The human rights body in a recent letter expressing congratulations to Corbin on his election as PNCR leader noted that the circumstances in which he had assumed that responsibility “could hardly be more challenging,” a GHRA release stated.

The letter contended that “withdrawal from Parliament is a credible short-term tactic to register symbolic protest, [but] as a longer-term strategy it risks blurring the line bet-ween an elected opposition and other extra-parliamentary forces.”

“De-linking protest from Parliament in the current crisis renders difficult the task of distinguishing the PNC from other extra-parliamentary elements with a more violent or extreme agenda,” the human rights body told Corbin.
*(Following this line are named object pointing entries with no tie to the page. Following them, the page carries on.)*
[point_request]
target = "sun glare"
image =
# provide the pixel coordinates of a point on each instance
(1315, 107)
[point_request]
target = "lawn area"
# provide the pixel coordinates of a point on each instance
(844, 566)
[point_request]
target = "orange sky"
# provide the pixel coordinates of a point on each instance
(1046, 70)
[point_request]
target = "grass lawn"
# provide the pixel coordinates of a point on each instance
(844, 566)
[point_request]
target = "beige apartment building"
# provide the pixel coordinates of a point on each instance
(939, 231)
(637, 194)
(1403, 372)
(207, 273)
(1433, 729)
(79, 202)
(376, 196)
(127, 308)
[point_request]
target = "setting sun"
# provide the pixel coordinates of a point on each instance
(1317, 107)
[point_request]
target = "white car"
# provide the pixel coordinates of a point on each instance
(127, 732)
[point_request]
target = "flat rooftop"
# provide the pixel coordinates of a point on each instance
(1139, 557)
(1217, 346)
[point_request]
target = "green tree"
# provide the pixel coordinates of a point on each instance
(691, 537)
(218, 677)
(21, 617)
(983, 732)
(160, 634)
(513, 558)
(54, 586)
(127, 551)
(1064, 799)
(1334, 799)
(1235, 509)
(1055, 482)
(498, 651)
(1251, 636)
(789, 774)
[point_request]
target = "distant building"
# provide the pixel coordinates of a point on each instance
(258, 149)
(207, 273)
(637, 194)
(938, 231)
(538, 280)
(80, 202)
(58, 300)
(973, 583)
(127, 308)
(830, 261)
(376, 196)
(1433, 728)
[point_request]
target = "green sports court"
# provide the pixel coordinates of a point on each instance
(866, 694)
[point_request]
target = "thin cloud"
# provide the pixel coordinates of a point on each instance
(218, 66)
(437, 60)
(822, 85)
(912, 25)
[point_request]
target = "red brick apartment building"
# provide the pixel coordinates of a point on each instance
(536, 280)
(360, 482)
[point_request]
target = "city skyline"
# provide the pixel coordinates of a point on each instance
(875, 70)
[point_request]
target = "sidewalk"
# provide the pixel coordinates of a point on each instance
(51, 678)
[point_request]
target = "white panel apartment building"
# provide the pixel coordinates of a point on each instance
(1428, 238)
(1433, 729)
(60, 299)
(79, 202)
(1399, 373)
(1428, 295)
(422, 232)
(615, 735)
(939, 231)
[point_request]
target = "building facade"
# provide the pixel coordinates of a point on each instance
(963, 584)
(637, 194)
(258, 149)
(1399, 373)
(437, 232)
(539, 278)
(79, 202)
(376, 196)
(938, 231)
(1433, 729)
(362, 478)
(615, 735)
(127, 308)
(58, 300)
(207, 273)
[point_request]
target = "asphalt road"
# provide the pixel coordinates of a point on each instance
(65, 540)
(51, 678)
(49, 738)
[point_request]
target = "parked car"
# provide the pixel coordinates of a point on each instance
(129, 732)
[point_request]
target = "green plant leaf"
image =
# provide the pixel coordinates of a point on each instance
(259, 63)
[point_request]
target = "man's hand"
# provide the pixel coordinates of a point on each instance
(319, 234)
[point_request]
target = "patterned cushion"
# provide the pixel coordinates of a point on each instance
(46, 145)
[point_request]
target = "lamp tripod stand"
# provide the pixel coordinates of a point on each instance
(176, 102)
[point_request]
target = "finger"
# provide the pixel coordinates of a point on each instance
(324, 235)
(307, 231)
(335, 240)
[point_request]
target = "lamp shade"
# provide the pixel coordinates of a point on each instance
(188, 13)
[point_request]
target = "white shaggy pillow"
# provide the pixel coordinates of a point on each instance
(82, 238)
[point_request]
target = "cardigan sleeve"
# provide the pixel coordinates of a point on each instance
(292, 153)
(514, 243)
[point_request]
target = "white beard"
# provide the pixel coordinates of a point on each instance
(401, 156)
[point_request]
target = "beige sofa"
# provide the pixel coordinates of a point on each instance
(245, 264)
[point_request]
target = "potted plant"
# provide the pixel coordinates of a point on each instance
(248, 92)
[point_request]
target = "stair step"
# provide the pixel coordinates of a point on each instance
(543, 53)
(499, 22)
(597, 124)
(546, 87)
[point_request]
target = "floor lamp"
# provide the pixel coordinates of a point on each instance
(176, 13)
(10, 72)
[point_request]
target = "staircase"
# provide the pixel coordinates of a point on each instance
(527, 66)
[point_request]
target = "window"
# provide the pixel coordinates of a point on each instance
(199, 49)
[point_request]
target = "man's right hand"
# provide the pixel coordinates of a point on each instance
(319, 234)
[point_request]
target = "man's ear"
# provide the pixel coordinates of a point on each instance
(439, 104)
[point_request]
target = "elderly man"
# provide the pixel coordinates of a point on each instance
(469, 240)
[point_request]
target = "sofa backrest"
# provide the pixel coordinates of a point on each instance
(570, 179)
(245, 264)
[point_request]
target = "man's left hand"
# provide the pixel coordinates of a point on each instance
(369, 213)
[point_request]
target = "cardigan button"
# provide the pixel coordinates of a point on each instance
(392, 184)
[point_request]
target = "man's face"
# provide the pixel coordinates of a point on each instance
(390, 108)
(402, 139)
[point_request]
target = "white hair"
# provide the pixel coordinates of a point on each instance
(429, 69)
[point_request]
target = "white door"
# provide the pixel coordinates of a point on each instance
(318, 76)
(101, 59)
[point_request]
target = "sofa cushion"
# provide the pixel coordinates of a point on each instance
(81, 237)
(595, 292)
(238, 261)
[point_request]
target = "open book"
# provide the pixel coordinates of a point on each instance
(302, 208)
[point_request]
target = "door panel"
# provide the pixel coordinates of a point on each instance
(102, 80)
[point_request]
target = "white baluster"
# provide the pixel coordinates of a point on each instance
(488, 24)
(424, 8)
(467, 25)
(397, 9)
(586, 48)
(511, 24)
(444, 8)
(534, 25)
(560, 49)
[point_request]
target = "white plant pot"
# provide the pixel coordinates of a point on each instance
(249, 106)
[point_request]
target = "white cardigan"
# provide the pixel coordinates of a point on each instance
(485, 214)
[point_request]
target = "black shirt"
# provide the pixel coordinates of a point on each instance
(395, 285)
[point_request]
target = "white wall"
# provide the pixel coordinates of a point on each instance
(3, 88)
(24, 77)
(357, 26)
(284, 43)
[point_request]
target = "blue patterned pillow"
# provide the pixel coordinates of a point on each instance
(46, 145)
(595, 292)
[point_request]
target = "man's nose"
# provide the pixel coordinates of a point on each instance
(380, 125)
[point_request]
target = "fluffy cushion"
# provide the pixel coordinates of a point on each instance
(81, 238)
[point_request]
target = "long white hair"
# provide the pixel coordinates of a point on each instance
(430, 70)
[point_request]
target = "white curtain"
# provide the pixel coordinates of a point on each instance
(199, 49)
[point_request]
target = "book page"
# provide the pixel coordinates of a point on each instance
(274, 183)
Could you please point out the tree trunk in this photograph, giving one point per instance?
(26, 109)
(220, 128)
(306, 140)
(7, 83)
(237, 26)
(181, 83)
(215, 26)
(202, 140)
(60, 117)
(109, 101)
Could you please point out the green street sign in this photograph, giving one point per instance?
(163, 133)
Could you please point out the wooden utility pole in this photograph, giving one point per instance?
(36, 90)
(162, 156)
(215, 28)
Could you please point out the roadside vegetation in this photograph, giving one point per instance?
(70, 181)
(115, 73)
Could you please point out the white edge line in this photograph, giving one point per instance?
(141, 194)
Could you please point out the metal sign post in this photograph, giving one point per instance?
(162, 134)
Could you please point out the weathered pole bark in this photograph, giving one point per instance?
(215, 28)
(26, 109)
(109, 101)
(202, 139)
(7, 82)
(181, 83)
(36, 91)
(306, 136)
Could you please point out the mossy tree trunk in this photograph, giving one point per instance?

The GHRA added that it would not wish its opinions on this matter to be misconstrued as passing judgement on the validity of the grounds for the original decision to boycott parliament.

According to the release, the letter also reiterated the GHRA’s appeal that the PNCR should appreciate the hitherto untapped capacity of parliament for resolving many of its stated grievances. “For a variety of historical reasons, the parliamentary culture in Guyana is rudimentary and its true potential which lies not so much in the Chamber, but in the Committee rooms, is frequently overlooked,” the letter stated.

GHRA said also that the record of the two parties working in committee reinforces this view, and “despite public animosity they have a remarkably good record in terms of getting things done,” as in the work of the Constitutional Reform Commission and the Public Accounts Committee.

The GHRA letter further suggested that Corbin should consider the potential of the Parliamentary Committee on Constitutional Reform as the key for resolution of the issues underlying the current crisis.

The human rights body indicated too that it would welcome an opportunity to discuss these considerations with the party, the release added.